Twitter Reveals Plans for Ad Retargeting

The site announced plans to move into the ad retargeting space today by using browser-based cookies and email identification with third-party sites.

Twitter wants to eat your cookies and turn them into Promoted Tweets. The site announced plans to move into the ad retargeting space today by using browser-based cookies and email identification with third-party sites.

Users’ browsing behavior and email addresses will be used to match them up with ads from brands or business that are most likely to fall into areas of interest. That’s the idea anyway, and although Twitter slipped the news out on the verge of a national holiday and extended weekend for many, the company is also taking steps to allay concerns from consumer privacy advocates.

Advertisers can now share scrambled email addresses or browser-based cookies with Twitter to retarget and direct Promoted Tweets to users who previously visited their site or joined a newsletter. “This is how most other companies handle this practice, and we don’t give advertisers any additional user information,” Kevin Weil, senior director of product revenue at Twitter, notes in a blog post about the changes.

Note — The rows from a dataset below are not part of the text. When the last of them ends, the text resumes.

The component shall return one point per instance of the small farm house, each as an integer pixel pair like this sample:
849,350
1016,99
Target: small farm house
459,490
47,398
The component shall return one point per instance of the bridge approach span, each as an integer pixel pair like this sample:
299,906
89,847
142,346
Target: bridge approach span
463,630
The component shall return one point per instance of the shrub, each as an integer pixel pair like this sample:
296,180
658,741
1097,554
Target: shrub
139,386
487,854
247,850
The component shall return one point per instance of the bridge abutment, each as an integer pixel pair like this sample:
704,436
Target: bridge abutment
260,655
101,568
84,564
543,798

Facebook introduced its own ad-retargeting platform a little more than a year ago when it launched Facebook Exchange. FBX accumulated more than one billion impressions in the first eight months, according to Adobe, and the company has since doubled down on the effort by bringing third-party ads into the news feed.

Like Facebook, Twitter’s retargeting platform is only available to advertisers in the U.S. and it excludes mobile apps because identifying cookies are not available in that channel. Twitter is embracing the tracking of cookies for new ad revenue just as browsers like Firefox are introducing features that allow users to completely opt out of ad retargeting.

Twitter says it will give users a “Do-Not-Track” option under settings and that it will also adhere to the choices of users that have DNT enabled in their browser. Either step will effectively opt users out of Twitter’s retargeting efforts, according to the company. Weil describes the process in simple terms, further distinguishing Twitter from the multi-step process that’s brought so much criticism to Facebook.

“Simply uncheck the box next to ‘promoted content’ in your account settings, and Twitter will not match your account to information shared by our ad partners for tailoring ads,” he notes. “This is the only place you’ll need to disable this feature on Twitter [emphasis in original].”

For what it’s worth, the Electronic Frontier Foundation praised Twitter for its straightforward design and approach to enabling Do Not Track and honoring users’ existing DNT settings on their browsers.

“We think Twitter is setting an important example for the Internet: It is possible to exist in an ecosystem of tailored advertisements and online tracking while also giving users an easy and meaningful opt-out choice,” the digital consumer advocacy organization notes in its review of Twitter’s plans.

Twitter also covered its bases with an updated privacy policy that reads in part: “Third-party ad partners may share information with us, like a browser cookie ID or cryptographic hash of a common account identifier (such as an email address), to help us measure ad quality and tailor ads.”

And finally, the company identified three initial online tracking firms that it’s working with – Adara, Chango, and Media6Degrees – and included links to each of those data brokers’ opt-out pages on an FAQ page for good measure.